Plan the solution with appropriate visualizations and pseudocode.

Plan

1) Initialize:

• If the cupcakes tree is empty (None), return an empty list.
• Initialize a queue with the root node, an empty result list, and a boolean flag left_to_right to indicate the direction of insertion. 2) Level Order Traversal:
• While the queue is not empty:
  • Determine the number of nodes at the current level (level_size).
  • Use a deque to store the node values at the current level in the correct order.
  • For each node in the current level:
    • Dequeue the node.
    • Append or appendleft the node's value to the deque based on the left_to_right flag.
    • Enqueue the node's children.
  • Append the deque to the result list.
  • Toggle the left_to_right flag for the next level. 3) Return the result list.

Zigzag Traversal Implementation

Pseudocode:

1) If `cupcakes` is `None`, return an empty list.
2) Initialize a queue with `cupcakes` as the first element, an empty result list, and `left_to_right` as `True`.
3) While the queue is not empty:
    a) Determine the number of nodes at the current level (`level_size = len(queue)`).
    b) Initialize an empty deque `level`.
    c) For each node in the current level:
       i) Dequeue the node.
       ii) Append or appendleft the node's value to `level` based on `left_to_right`.
       iii) Enqueue the node's left and right children if they exist.
    d) Extend the `result` list with `level`.
    e) Toggle the `left_to_right` flag for the next level.
4) Return `result`.

4: I-mplement

Implement the code to solve the algorithm.

from collections import deque

class TreeNode:
    def __init__(self, flavor, left=None, right=None):
        self.val = flavor
        self.left = left
        self.right = right

def zigzag_icing_order(cupcakes):
    if not cupcakes:
        return []
    
    result = []
    queue = deque([cupcakes])
    left_to_right = True
    
    while queue:
        level_size = len(queue)
        level = deque()
        
        for _ in range(level_size):
            node = queue.popleft()
            if left_to_right:
                level.append(node.val)
            else:
                level.appendleft(node.val)
            
            if node.left:
                queue.append(node.left)
            if node.right:
                queue.append(node.right)
        
        result.extend(level)
        left_to_right = not left_to_right
    
    return result

5: R-eview

Review the code by running specific example(s) and recording values (watchlist) of your code's variables along the way.

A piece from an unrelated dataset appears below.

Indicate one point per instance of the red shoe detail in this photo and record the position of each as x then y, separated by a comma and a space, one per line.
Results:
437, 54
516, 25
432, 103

• Trace through your code with the input flavors = ["Chocolate", "Vanilla", "Lemon", "Strawberry", None, "Hazelnut", "Red Velvet"]:
  • The BFS with zigzag traversal should correctly return the list ['Chocolate', 'Lemon', 'Vanilla', 'Strawberry', 'Hazelnut', 'Red Velvet'].

6: E-valuate

Evaluate the performance of your algorithm and state any strong/weak or future potential work.

Assume N represents the number of nodes in the tree.

• Time Complexity: O(N) because each node in the tree must be visited once.
• Space Complexity: O(N) due to the queue storing nodes at each level during traversal.